Tokyo
En estos días, a veces siento mi vida como si estuviera en el centro de un torbellino.
Se amontonan las caras, los nombres, se desbordan las sensaciones por no poder guardarlas todas en un recipiente tan pequeño como es mi cuerpo.
Y sin embargo me doy cuenta de que Japón no es tan diferente, que si lo piensas bien, todo tiene su contrapunto occidental.
En el trabajo, he cambiado los Jose o los Antonio por los Ebihara san o por los Endo san, pero a fin de cuentas, y aunque hablen distinto, dicen cosas similares.
Te preguntan por tu fin de semana, o por donde vives, o que tipo de comida te gusta. Y te cuentan sus historias.
Son buena gente, o regular… no lo se, tampoco importa realmente.
Las calles son diferentes. Entiendo menos cosas de las que me gustaría, así que muchas veces cuando paso delante de una tienda, no estoy seguro de que venden. Pero eso tampoco es malo, me lo imagino, lo supongo o me lo invento, y así es más entretenido.
Porque cuando entienda todo, ya no será tan entretenido.
A veces me sorprende la gente. Algunas veces para bien y otras para no tan bien. Hay muchas costumbres que desconozco, manías o modas, que me llaman la atención.
Contrastes tan grandes que cuesta encontrarles el sentido, o tal vez simplemente carezcan de sentido. Pero eso tampoco es malo, porque me obligo a pensar desde otro punto de vista hasta entonces desconocido para mi.
Porque cuando sepa todo, ya no será tan interesante.
Reconozco que me estoy enamorando, y me da miedo.
Me estoy enamorando de esta sensación, de esta ciudad. De volver a sentir que mi pecho respira, volver a disfrutar de las sensaciones, en lugar de darlas por sabidas, o ignorarlas.
Me estoy enamorando de esos rincones oscuros, olvidados de esta ciudad.
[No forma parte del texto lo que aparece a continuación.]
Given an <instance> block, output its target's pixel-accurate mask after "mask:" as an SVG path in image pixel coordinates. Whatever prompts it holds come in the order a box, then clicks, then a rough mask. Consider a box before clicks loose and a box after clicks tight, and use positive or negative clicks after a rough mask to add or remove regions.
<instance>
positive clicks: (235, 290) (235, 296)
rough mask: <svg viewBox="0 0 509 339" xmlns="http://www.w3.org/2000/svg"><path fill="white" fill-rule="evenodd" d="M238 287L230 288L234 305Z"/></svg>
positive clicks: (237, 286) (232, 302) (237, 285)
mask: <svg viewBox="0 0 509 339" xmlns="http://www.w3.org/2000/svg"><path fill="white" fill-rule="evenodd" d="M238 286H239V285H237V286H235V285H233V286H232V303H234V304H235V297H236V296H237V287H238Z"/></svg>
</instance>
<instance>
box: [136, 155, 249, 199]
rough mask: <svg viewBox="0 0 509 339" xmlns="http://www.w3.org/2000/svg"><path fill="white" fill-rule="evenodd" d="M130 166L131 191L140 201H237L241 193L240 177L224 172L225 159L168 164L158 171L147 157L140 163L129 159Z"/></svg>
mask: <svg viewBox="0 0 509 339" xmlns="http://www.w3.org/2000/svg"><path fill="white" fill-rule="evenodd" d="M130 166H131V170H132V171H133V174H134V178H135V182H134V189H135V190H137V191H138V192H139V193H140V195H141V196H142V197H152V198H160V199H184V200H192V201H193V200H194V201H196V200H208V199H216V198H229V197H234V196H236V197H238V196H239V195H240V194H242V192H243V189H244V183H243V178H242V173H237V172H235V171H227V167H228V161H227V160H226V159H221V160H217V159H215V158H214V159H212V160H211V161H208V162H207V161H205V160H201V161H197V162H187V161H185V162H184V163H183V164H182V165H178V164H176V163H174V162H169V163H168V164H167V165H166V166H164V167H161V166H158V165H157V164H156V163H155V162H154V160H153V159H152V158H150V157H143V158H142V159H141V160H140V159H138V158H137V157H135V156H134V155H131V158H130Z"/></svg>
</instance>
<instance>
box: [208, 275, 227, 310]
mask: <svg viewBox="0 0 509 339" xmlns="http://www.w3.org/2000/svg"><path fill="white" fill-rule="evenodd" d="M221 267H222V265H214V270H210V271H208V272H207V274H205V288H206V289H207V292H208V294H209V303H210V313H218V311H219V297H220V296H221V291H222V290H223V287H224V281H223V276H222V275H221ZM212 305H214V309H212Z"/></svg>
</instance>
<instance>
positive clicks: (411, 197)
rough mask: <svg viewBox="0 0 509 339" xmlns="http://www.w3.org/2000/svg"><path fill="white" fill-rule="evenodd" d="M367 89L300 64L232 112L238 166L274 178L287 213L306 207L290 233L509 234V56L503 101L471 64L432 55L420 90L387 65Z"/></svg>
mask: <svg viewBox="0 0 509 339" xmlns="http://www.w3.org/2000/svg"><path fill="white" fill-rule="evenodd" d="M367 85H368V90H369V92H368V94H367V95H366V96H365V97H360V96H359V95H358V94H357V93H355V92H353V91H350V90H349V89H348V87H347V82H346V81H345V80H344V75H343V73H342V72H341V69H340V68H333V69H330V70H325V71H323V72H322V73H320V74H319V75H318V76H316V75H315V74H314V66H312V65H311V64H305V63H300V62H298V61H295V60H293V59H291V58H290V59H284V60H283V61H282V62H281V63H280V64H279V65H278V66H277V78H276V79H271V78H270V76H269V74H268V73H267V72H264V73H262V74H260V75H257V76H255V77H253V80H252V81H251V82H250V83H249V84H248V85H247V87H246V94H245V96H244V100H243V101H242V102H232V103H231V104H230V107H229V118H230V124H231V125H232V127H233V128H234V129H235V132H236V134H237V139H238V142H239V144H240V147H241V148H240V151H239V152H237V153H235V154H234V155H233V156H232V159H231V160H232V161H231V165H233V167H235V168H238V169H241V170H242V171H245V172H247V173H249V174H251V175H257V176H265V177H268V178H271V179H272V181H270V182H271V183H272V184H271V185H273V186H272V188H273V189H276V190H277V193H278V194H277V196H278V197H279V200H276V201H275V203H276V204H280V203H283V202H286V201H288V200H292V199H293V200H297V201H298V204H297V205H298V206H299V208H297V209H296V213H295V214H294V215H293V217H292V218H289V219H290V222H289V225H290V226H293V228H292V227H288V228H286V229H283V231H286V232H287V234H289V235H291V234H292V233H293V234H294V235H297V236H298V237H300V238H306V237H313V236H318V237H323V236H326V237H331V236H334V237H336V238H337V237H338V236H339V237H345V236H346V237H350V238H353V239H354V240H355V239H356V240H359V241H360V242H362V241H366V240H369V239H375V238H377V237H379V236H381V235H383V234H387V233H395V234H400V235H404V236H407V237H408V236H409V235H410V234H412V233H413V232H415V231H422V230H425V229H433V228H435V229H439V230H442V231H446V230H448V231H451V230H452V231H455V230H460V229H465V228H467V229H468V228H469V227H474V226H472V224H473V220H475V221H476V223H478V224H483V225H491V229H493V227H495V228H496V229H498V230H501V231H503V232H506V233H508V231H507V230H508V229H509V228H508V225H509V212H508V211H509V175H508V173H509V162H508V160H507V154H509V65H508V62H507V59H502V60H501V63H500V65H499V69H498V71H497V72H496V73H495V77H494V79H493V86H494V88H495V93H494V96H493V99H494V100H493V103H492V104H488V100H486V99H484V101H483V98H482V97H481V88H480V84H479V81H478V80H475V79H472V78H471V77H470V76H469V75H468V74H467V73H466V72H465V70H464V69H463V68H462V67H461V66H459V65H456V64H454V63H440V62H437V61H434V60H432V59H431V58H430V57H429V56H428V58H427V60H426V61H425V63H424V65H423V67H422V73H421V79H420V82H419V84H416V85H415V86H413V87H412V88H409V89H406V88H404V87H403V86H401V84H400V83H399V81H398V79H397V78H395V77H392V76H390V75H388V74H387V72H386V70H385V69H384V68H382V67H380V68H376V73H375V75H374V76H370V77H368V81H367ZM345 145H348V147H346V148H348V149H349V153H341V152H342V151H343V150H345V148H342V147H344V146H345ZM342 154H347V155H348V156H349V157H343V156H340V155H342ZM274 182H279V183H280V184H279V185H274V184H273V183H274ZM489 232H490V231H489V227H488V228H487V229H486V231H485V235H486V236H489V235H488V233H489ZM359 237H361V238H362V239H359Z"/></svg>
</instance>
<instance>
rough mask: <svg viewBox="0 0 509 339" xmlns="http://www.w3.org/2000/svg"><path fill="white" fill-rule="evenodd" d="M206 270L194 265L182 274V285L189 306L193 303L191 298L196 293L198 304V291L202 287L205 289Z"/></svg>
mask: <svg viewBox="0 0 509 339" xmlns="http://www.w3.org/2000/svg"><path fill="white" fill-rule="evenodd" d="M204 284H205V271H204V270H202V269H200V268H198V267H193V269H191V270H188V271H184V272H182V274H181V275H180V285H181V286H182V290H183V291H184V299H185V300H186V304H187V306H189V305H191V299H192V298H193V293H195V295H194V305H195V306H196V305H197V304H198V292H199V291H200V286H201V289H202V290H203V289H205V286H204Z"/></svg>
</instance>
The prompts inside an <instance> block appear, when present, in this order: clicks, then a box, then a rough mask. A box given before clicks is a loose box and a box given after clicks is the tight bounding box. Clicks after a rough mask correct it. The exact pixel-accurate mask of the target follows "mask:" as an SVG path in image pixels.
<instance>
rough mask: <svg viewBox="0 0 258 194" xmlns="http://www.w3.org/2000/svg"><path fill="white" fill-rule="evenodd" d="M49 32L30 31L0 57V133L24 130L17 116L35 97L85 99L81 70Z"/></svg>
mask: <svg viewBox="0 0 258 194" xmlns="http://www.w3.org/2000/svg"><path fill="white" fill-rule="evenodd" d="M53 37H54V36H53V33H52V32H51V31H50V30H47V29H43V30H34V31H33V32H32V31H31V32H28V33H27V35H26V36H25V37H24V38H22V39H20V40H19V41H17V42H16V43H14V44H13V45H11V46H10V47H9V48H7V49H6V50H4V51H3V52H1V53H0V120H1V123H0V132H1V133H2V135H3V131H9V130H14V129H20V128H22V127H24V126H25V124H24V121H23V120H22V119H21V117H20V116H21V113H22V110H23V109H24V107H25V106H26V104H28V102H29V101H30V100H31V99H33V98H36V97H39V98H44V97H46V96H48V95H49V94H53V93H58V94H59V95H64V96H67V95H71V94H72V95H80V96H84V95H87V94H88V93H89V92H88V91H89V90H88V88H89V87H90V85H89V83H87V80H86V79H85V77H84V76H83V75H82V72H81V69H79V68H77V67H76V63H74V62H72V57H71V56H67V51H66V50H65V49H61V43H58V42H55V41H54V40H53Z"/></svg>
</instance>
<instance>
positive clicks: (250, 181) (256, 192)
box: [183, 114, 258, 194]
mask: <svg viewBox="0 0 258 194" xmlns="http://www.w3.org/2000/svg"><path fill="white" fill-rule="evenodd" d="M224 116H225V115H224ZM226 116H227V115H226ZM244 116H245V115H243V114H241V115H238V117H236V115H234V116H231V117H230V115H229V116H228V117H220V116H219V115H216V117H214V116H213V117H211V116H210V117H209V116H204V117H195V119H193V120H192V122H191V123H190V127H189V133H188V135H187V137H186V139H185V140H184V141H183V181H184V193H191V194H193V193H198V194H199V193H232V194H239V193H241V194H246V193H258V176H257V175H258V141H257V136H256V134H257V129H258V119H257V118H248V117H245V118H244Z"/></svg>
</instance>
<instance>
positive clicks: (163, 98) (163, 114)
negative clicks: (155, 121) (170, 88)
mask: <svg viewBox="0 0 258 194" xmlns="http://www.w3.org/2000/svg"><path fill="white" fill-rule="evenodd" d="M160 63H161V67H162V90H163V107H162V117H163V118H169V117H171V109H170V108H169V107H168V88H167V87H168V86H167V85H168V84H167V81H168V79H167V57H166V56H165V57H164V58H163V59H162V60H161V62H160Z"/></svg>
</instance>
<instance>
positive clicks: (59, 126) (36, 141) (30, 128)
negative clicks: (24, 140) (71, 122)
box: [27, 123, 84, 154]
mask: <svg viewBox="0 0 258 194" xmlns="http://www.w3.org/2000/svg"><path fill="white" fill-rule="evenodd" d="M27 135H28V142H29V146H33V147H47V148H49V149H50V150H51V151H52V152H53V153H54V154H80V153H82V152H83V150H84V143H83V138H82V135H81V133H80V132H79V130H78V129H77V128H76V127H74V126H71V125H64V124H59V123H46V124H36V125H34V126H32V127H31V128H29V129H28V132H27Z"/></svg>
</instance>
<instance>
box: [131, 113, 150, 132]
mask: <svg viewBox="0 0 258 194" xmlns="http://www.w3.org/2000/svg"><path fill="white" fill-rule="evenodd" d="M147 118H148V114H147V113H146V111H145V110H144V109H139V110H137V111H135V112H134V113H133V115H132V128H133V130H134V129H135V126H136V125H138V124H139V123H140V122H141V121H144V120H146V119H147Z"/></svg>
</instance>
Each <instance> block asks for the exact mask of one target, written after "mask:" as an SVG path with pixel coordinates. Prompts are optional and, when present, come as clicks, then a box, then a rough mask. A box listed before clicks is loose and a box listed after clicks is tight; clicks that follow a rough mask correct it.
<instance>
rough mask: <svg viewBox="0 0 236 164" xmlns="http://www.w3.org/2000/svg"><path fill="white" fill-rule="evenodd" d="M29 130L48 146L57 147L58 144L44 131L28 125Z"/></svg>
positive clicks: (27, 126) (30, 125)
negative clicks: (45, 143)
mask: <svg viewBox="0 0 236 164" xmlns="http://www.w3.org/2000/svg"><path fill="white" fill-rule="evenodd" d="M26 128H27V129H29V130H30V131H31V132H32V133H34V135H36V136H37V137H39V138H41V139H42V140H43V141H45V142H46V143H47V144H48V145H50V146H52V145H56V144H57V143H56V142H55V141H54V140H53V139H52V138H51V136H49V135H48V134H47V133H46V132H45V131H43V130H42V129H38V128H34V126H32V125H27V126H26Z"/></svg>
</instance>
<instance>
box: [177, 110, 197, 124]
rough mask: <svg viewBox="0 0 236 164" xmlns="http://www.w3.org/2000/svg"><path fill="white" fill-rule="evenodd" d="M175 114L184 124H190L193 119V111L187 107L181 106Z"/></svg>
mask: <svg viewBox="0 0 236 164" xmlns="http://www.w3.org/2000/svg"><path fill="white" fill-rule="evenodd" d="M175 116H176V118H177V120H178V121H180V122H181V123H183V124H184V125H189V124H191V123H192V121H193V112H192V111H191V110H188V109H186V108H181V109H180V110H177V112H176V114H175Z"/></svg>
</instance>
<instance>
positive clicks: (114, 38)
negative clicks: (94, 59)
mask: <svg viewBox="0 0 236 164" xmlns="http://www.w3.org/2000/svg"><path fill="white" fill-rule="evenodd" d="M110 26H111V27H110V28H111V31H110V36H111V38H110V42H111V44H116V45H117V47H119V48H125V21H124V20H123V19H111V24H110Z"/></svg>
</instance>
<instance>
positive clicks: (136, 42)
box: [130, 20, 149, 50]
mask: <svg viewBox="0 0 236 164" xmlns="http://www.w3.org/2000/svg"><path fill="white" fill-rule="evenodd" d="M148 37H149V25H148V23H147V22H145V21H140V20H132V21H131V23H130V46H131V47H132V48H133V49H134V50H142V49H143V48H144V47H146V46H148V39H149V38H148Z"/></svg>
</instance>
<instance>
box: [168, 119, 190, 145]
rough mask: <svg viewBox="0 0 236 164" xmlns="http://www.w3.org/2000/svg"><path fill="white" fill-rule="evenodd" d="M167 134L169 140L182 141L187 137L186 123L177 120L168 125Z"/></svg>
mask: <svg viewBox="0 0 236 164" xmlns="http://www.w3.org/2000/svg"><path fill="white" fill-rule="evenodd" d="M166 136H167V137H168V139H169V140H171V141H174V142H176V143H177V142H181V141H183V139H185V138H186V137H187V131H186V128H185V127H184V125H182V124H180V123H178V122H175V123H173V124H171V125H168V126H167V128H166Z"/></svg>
Templos pequeños, grandes, hermosos o desvencijados.
De ojos que miran sin ver, gestos que niegan lo que por la boca se dice, de sentirme completamente perdido y de no querer encontrarme.
Porque cuando me encuentre ya será imposible perderme.
Uno mas entre la multitud. Así es como comienzo a sentirme.
Escribo mensajes en el teléfono, mezclando nuestro alfabeto con el suyo, mientras espero al tren. A veces busco una excusa para mi ausencia, otras simplemente no la doy. En ocasiones recibo una excusa por otra ausencia que no es la mía, mientras ansío por verla… o tal vez no.
Es un baile, y estoy aprendiendo los pasos.
Cada día que pasa, estoy más seguro de que esto no es Japón. No conozco mucho fuera de aquí, pero sí lo suficiente como para saber que esta ciudad es algo diferente, ajeno a todo lo demás.
Tokyo tiene su propio ritmo, su propio carácter. Tiene sus reglas no escritas, su sabor y su olor bien definido.
Y mientras espero a ese papel que dice que puedo quedarme por aquí algo más de tiempo me mato a trabajar.
Porque por ahora todo depende de eso y porque por ahora quiero jugar un rato más por aquí.